He took just
one from each in his mouth, as Auld Jock had taught him to do. On
the kitchen hearth he ate the savory meal with much satisfaction
and polite waggings. But when the bugle sounded from below to form
ranks, he pricked his drop ears and started for the door.
Before he knew what had happened he was inside the poultry-house.
In another instant he was digging frantically in the soft earth
under the door. When the lassie lay down across the crack he
stopped digging, in consternation. His sense of smell told him what
it was that shut out the strip of light; and a bairn's soft body is
not a proper object of attack for a little dog, no matter how
desperate the emergency. There was no time to be lost, for the
drums began to beat the march.
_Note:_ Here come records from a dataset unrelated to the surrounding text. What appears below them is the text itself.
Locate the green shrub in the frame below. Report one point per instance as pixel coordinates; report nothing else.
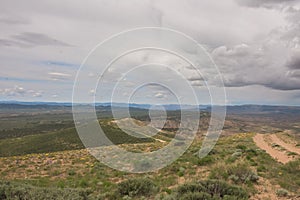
(136, 187)
(238, 173)
(282, 193)
(195, 196)
(13, 191)
(210, 190)
(206, 160)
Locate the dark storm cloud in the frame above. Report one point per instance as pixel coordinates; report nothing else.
(294, 63)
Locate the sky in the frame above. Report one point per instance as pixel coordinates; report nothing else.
(255, 45)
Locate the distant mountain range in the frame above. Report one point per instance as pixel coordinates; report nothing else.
(231, 109)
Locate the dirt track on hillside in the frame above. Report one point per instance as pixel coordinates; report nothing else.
(278, 155)
(287, 146)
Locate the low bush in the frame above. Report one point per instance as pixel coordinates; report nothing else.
(136, 187)
(282, 193)
(238, 173)
(14, 191)
(210, 190)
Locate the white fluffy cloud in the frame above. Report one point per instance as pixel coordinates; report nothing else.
(254, 42)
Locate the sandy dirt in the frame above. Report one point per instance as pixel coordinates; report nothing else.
(287, 146)
(280, 156)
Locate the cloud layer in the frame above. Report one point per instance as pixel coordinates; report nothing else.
(255, 44)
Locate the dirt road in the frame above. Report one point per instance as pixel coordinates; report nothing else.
(280, 156)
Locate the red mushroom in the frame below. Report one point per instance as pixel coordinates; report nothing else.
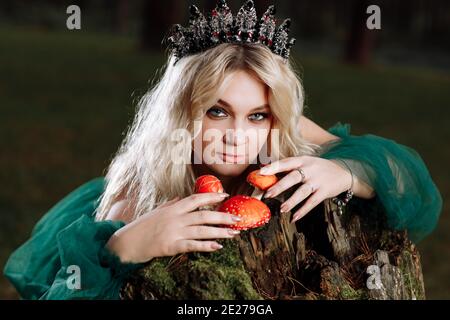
(260, 182)
(254, 212)
(208, 183)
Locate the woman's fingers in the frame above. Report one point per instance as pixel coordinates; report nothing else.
(195, 245)
(210, 217)
(168, 203)
(283, 165)
(310, 204)
(197, 200)
(206, 232)
(304, 191)
(292, 178)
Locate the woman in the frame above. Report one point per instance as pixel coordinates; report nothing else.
(145, 208)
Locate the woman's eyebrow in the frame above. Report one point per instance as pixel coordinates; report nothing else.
(260, 108)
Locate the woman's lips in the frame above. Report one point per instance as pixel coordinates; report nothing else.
(231, 157)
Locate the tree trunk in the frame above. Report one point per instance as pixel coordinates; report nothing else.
(324, 256)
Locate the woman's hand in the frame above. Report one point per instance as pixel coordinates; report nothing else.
(175, 227)
(321, 179)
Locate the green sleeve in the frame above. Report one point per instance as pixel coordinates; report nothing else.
(65, 257)
(397, 173)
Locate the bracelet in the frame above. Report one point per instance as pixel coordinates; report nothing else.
(343, 199)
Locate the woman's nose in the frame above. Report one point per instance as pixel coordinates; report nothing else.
(235, 137)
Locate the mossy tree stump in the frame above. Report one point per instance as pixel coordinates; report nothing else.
(323, 256)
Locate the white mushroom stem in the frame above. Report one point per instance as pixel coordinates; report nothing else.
(257, 193)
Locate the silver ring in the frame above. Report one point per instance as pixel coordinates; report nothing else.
(302, 173)
(313, 188)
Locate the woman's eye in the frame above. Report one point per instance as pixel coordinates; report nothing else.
(259, 116)
(216, 112)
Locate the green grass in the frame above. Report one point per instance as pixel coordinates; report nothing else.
(66, 99)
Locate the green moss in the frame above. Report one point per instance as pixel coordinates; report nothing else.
(158, 276)
(411, 282)
(217, 275)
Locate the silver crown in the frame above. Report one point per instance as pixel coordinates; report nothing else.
(221, 27)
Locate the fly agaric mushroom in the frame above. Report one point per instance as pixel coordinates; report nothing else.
(261, 183)
(253, 212)
(208, 183)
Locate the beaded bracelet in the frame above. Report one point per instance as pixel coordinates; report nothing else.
(343, 199)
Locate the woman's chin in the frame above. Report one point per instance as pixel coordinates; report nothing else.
(228, 169)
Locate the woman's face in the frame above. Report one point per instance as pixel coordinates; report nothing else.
(236, 128)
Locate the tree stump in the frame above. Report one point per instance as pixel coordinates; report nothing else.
(322, 256)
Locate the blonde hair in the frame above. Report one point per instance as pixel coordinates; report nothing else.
(142, 169)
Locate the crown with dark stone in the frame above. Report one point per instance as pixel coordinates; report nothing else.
(220, 26)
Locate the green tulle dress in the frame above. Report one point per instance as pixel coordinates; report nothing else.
(68, 236)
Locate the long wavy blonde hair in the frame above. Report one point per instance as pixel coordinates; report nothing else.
(143, 170)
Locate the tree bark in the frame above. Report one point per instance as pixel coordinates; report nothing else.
(323, 256)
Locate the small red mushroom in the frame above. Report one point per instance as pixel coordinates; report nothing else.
(208, 183)
(260, 182)
(253, 212)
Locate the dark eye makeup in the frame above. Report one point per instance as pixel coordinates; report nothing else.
(218, 112)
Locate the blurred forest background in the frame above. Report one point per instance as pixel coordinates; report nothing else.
(67, 96)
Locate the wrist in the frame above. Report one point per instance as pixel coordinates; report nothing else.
(116, 245)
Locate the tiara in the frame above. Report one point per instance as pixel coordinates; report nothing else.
(221, 26)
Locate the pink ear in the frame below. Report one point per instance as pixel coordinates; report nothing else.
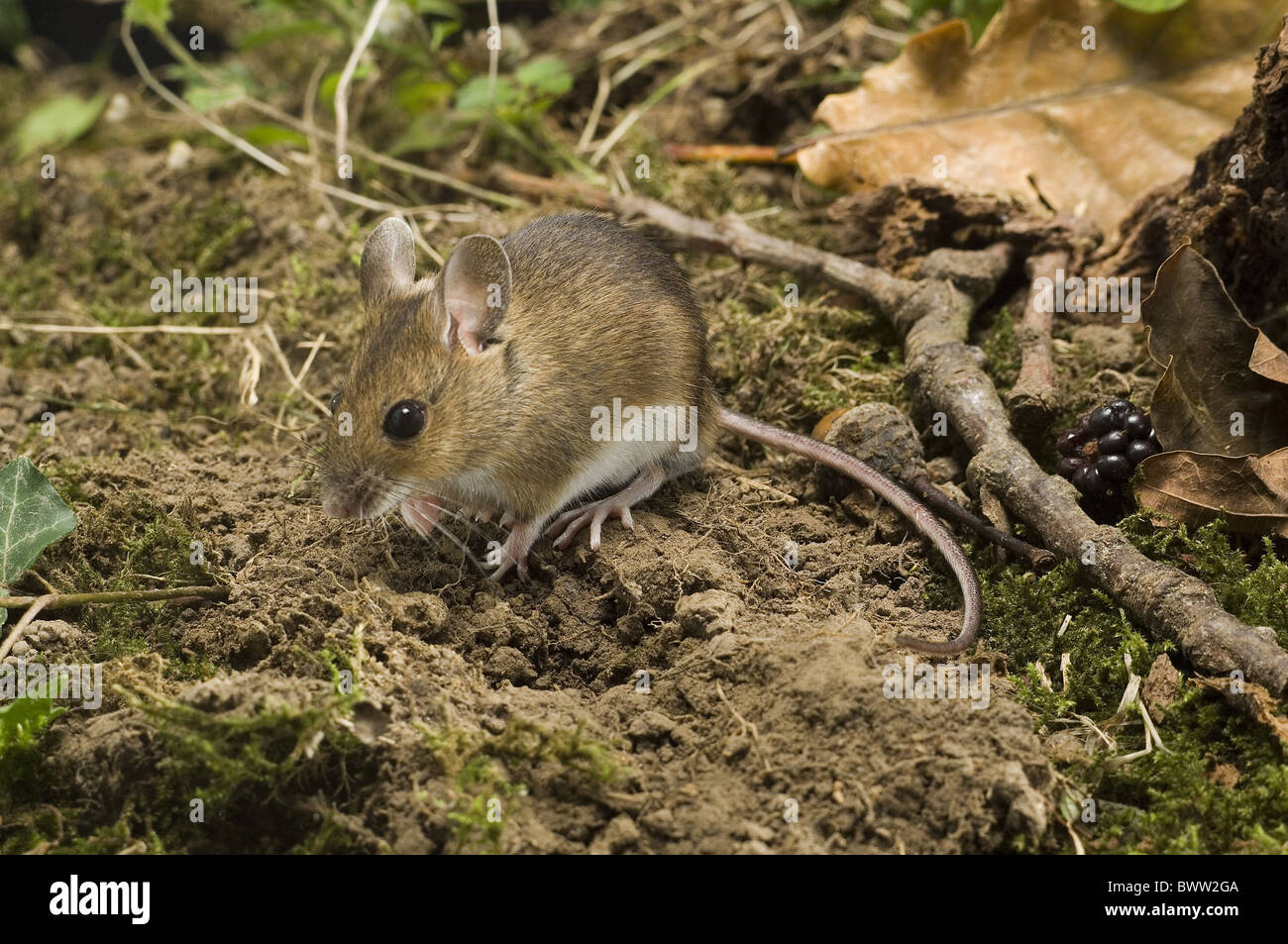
(476, 290)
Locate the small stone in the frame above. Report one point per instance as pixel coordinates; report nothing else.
(708, 613)
(179, 155)
(1160, 686)
(619, 835)
(117, 108)
(510, 664)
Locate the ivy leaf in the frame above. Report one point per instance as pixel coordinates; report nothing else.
(58, 121)
(33, 517)
(151, 13)
(24, 717)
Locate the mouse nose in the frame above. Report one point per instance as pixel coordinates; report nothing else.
(339, 506)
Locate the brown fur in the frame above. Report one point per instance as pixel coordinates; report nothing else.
(596, 312)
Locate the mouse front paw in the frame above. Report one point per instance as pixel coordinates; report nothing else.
(514, 552)
(597, 511)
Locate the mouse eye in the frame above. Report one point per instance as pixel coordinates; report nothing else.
(406, 419)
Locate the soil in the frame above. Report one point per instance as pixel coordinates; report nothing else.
(764, 690)
(715, 681)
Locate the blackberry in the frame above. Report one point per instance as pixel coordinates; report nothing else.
(1103, 450)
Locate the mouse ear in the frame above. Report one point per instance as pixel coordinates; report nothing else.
(476, 291)
(387, 261)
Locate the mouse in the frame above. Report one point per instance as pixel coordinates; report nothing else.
(557, 377)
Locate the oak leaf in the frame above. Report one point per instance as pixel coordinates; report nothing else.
(1033, 112)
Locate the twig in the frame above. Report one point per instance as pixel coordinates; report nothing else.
(342, 88)
(178, 103)
(290, 374)
(1031, 402)
(493, 59)
(638, 112)
(1037, 558)
(5, 325)
(37, 604)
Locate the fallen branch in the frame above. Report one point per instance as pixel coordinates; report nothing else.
(932, 317)
(1031, 400)
(38, 604)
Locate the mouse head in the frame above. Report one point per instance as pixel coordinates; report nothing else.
(411, 417)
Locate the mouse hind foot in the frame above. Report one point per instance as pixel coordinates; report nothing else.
(597, 511)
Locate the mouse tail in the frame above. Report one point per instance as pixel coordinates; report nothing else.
(897, 496)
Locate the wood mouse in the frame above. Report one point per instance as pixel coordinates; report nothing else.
(514, 382)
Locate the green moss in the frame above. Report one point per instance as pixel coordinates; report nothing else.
(1164, 801)
(483, 771)
(1003, 349)
(130, 544)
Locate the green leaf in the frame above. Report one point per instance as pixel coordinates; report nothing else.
(33, 517)
(475, 97)
(232, 82)
(1150, 5)
(22, 719)
(55, 123)
(544, 76)
(295, 27)
(429, 133)
(438, 7)
(151, 13)
(268, 136)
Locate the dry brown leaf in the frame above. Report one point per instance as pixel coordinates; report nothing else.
(1220, 373)
(1250, 492)
(1031, 114)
Having to get out very quickly,
Bobby did a forbidden thing: swiftly and noisily he dashed around
the dark place, and there arose such wild squawkings and rushings
of wings as to bring the gude-wife out of the house in alarm.
"Lassie, I canna hae the bittie dog in wi the broodin' chuckies!"
She flung the door wide. Bobby shot through, and into Elsie's
outstretched arms. She held to him desperately, while he twisted
and struggled and strained away; and presently something shining
worked into view, through the disordered thatch about his neck. The
mother had come to the help of the child, and it was she who read
the inscription on the brazen plate aloud.
"Preserve us a'! Lassie, he's been tak'n by the Laird Provost an'
gien the name o' the auld kirkyaird.